The control of childhood viral infections by pulse vaccination. (English) Zbl 0832.92024

Summary: Pulse vaccination, the repeated application of vaccine over a defined age range, is gaining prominence as a strategy for the elimination of childhood viral infections such as measles and polio. However, unlike routine or continuous mass infant immunization, epidemiological understanding of this control method is in its infancy. This paper develops initial work by Z. Agur et al. [Proc. Natl. Acad. Sci. USA 90, 11698-11702 (1993)] using simple steady-state and age-structured dynamic models to extend the theory of the mechanism of actions of pulse vaccination, and to explore the relationship between the maximum permitted interval between pulses and key epidemiological, demographic and vaccination variables.

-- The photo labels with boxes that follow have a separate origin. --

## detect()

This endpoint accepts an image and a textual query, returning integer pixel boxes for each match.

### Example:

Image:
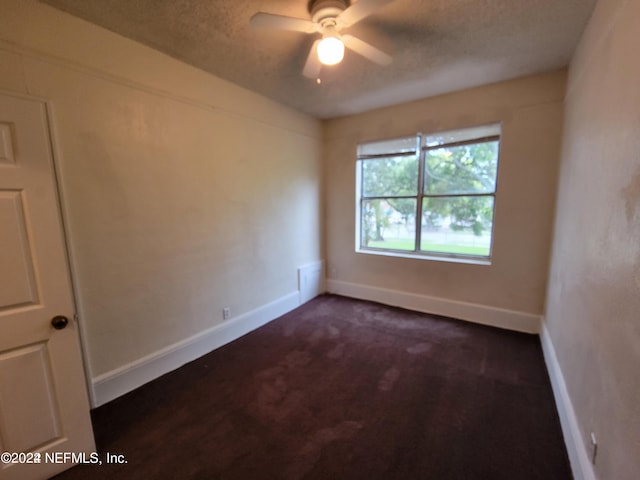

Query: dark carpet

[55,295,572,480]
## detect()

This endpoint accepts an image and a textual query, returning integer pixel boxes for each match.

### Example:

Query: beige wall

[323,71,566,328]
[546,0,640,480]
[0,0,322,386]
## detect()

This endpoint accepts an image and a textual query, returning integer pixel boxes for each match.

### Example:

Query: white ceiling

[41,0,596,118]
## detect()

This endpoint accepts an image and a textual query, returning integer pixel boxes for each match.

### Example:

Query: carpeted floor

[56,295,572,480]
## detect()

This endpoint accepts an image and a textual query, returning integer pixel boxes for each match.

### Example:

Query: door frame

[0,89,95,409]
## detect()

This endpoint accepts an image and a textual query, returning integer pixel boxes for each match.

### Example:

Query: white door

[0,95,95,480]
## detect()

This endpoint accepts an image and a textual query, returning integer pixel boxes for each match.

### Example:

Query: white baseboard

[92,291,300,407]
[327,279,540,333]
[540,322,596,480]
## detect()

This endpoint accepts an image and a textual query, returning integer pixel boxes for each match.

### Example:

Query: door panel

[0,190,37,311]
[0,95,95,480]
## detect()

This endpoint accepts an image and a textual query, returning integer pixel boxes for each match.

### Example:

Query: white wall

[0,0,322,403]
[323,71,566,332]
[545,0,640,480]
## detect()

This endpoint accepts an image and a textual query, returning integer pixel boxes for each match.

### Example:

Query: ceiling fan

[250,0,393,79]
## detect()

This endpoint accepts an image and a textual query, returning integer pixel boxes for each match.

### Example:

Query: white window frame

[355,123,502,265]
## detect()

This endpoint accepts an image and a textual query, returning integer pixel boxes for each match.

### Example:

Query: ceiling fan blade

[302,40,322,80]
[337,0,393,27]
[249,12,316,33]
[342,34,392,66]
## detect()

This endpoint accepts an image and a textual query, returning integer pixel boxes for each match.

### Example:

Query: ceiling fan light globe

[318,36,344,65]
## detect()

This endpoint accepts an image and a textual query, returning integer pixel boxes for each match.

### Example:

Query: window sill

[356,248,491,265]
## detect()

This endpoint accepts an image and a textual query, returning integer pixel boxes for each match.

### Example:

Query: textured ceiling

[41,0,596,118]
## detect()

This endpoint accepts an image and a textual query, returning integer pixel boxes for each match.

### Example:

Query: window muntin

[356,125,500,260]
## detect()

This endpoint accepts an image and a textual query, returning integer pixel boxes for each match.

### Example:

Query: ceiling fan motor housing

[309,0,349,27]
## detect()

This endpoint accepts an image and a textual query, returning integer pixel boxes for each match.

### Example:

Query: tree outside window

[358,125,500,259]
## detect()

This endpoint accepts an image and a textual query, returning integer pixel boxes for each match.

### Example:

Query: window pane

[422,124,501,146]
[360,198,416,251]
[420,195,494,257]
[360,156,418,197]
[358,137,418,157]
[424,141,499,195]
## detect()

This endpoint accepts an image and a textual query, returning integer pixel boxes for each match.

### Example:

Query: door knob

[51,315,69,330]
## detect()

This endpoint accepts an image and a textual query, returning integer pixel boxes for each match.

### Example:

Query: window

[356,125,500,260]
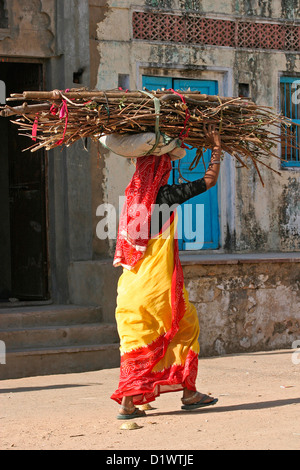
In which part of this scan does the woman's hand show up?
[203,124,222,189]
[203,124,222,151]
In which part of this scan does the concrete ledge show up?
[180,252,300,266]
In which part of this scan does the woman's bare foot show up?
[181,388,217,406]
[119,397,146,419]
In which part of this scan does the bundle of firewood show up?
[1,89,296,182]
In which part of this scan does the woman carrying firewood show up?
[111,126,221,419]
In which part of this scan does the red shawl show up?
[114,154,172,269]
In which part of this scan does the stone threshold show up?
[180,252,300,266]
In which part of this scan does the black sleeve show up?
[156,178,207,207]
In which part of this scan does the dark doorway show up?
[0,62,48,302]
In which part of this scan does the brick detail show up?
[132,11,300,52]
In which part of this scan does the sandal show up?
[117,405,146,419]
[181,392,219,411]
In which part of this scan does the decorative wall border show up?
[132,11,300,53]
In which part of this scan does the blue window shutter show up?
[280,77,300,167]
[143,76,220,251]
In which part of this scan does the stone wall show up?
[184,256,300,356]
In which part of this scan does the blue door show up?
[143,76,220,251]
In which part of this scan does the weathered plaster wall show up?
[94,0,300,256]
[184,261,300,356]
[0,0,56,57]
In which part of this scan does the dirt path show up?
[0,350,300,451]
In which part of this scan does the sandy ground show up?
[0,350,300,451]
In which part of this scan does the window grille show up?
[280,77,300,167]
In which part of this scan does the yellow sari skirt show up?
[111,215,200,405]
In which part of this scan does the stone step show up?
[0,343,120,380]
[0,305,103,330]
[0,323,119,352]
[0,305,120,380]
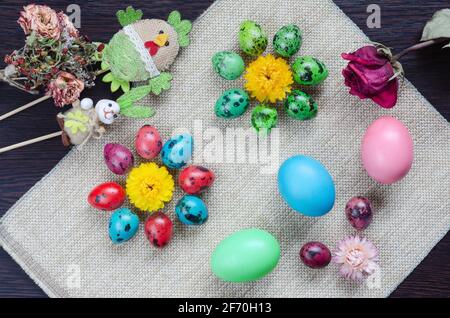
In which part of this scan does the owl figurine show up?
[56,98,120,149]
[102,7,192,118]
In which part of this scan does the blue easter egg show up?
[109,208,139,244]
[278,156,336,217]
[161,134,194,169]
[175,195,208,225]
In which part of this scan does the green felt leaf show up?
[120,106,155,118]
[101,61,109,71]
[102,73,114,83]
[149,72,172,95]
[421,9,450,45]
[116,6,144,27]
[117,85,151,112]
[175,20,192,35]
[167,10,181,27]
[120,81,130,93]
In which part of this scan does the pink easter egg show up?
[361,116,414,184]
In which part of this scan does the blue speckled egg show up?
[109,208,139,244]
[161,134,194,169]
[175,195,208,225]
[278,156,336,217]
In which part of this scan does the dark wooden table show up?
[0,0,450,297]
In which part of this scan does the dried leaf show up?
[421,9,450,46]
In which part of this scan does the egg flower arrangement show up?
[88,125,215,247]
[342,9,450,108]
[101,6,192,118]
[212,20,328,134]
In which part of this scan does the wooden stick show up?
[0,131,62,153]
[0,95,51,121]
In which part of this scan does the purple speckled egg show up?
[103,144,134,175]
[300,242,331,268]
[345,197,373,230]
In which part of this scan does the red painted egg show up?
[178,166,215,194]
[88,182,126,211]
[136,125,163,160]
[144,212,173,247]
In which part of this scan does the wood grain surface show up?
[0,0,450,297]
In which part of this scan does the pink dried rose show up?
[47,72,84,107]
[342,45,399,108]
[58,12,80,38]
[17,4,61,40]
[332,236,379,280]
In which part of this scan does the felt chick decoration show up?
[102,7,192,118]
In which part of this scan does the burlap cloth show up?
[0,0,450,297]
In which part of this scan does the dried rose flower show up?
[58,12,80,38]
[47,72,84,107]
[342,45,398,108]
[17,4,62,40]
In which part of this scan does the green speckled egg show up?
[284,90,317,120]
[292,56,328,85]
[273,24,302,57]
[212,51,245,80]
[215,88,250,119]
[252,105,278,134]
[239,20,268,56]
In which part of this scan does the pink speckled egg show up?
[103,144,134,175]
[361,116,414,184]
[136,125,162,160]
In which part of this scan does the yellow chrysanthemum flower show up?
[126,162,175,212]
[244,54,294,104]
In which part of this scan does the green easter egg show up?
[210,229,280,283]
[239,20,269,56]
[212,51,245,80]
[252,105,278,134]
[273,24,302,57]
[215,88,250,119]
[292,56,328,85]
[284,90,318,120]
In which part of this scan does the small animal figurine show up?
[102,7,192,118]
[57,98,120,146]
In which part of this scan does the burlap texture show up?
[0,0,450,297]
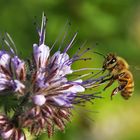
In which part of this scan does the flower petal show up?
[33,95,46,106]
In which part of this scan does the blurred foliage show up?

Initially, a conceptual model is presented to illustrate the principles of pulse vaccination and to make comparison with routine immunization procedures. An ordinary differential equation model, which assumes homogeneous mixing, is then used to derive equilibrium expressions for the pulse interval in relation to (i) different demographic profiles, (ii) population growth characteristics (stationary or exponentially increasing), (iii) combined routine and pulse immunization, and (iv) the age range vaccinated.
Finally, simulations using age-structured compartmental deterministic models illustrate complex epidemiological dynamics associated with pulse vaccination, particularly where there is age heterogeneity in contact rates in the population. The resultant uncertainty in defining an optimal pulse interval raises concerns of a practical nature.